The environmental impact of the creation and destruction of soil tunnels is never included in the initial military analysis. The military strategy and need to win the war are always the priority and collateral damage to the environment can take decades to document, if ever. Soil tunnel construction and destruction often have adverse environmental and human health impacts on the Israeli border landscape. Once the IDF finds cross-border soil tunnels they blow them up using TNT which puts a significant amount of dust and toxic materials into the air exposing animals and humans. The explosions create trenches without any topsoil remaining to be cultivated lowering long-term soil productivity. In late 2009, Egypt started construction of a subterranean barrier to curb the use of smuggling tunnels in Philadelphi Corridor under the control of the Palestinian Authority. In 2010, Mubarak regime sprayed toxic gas into the Corridor tunnels, killing four Palestinians. In 2011, Egypt sealed a series of smugglers’ tunnels between its border and the Gaza Strip. In 2013, the Egyptian military shut down the smuggling tunnels connecting Sinai and Gaza by flooding them with sewage. In September 2015, the Egyptian Army pumped seawater from the Mediterranean Sea into the tunnels. The blowing up of soil tunnels, spraying of toxic gas, filling soil tunnels with sewage (coli), and seawater (salt) posed serious threats to the health of people living near the Israeli border, environment, soils, and groundwater.
NOTES
1Disclaimer: Verifying the information in reference 6 from independent sources that are top secret, and classified is not possible during a war.
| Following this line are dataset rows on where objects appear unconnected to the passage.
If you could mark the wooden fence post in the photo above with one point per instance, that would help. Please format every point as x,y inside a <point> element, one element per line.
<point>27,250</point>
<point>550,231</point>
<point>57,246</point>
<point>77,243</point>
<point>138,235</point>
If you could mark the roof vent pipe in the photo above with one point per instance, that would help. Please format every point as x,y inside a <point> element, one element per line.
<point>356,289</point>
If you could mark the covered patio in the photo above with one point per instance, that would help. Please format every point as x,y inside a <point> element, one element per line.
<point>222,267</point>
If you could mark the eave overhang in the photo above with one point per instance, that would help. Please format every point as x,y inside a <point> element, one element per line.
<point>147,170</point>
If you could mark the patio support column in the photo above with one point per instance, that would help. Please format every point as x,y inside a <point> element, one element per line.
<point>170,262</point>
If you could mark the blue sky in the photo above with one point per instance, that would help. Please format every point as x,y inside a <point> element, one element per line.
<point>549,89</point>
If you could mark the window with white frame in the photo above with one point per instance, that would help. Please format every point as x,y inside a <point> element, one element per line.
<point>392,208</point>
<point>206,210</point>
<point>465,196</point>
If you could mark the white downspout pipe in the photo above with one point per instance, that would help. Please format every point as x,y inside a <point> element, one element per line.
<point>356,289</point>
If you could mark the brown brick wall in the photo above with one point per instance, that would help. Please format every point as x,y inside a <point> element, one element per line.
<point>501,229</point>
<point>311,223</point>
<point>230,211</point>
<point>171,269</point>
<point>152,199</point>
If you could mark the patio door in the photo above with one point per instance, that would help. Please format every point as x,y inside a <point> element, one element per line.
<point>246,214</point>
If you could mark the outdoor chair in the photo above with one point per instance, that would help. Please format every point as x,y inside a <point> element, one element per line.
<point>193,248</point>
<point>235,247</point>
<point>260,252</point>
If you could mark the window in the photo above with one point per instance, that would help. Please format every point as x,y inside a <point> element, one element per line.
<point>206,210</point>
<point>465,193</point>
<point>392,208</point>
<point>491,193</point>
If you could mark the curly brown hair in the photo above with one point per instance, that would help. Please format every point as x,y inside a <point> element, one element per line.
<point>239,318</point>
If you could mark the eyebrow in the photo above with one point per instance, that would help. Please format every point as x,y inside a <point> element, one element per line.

The alleged roles of Iran and North Korea in funding, sharing engineering technology and building the soil tunnels between Lebanon and Israel and Syria and Israel were documented with references [5]-[8]. However, both Iran and North Korea deny involvement in the funding, equipment manufacturing, engineering and tunnel construction under the Lebanon-Israel border. The fact that tunnel technology used by Hamas along Gaza border with unconsolidated parent material could not work in consolidated (solid bedrock) parent materials. Therefore, Hezbollah either had to fund, design, manufacture tunnel boring equipment and utilize the equipment to soil tunnels through consolidated (solid bedrock) parent material, or it had to have had external support and assistance. North Korea had previously created soil tunnels under the DMZ to invade South Korea using such engineering techniques to bore through consolidated (solid bedrock) parent material and would be a possible source of the required technology. Also, Iran has a long history of creating tunnels through and into mountains using mechanical equipment. These tunnels have been used for highways and storage of nuclear material. The construction of soil tunnels by both North Korea and Iran are well documented in the published literature. However, since both Iran and North Korea deny any involvement in the funding, design, manufacturing, engineering and construction of tunnels under the Lebanon-Israel border we decided to publish this disclaimer. Hopefully, after the war ends these reference 6 claims can be validated or discredited.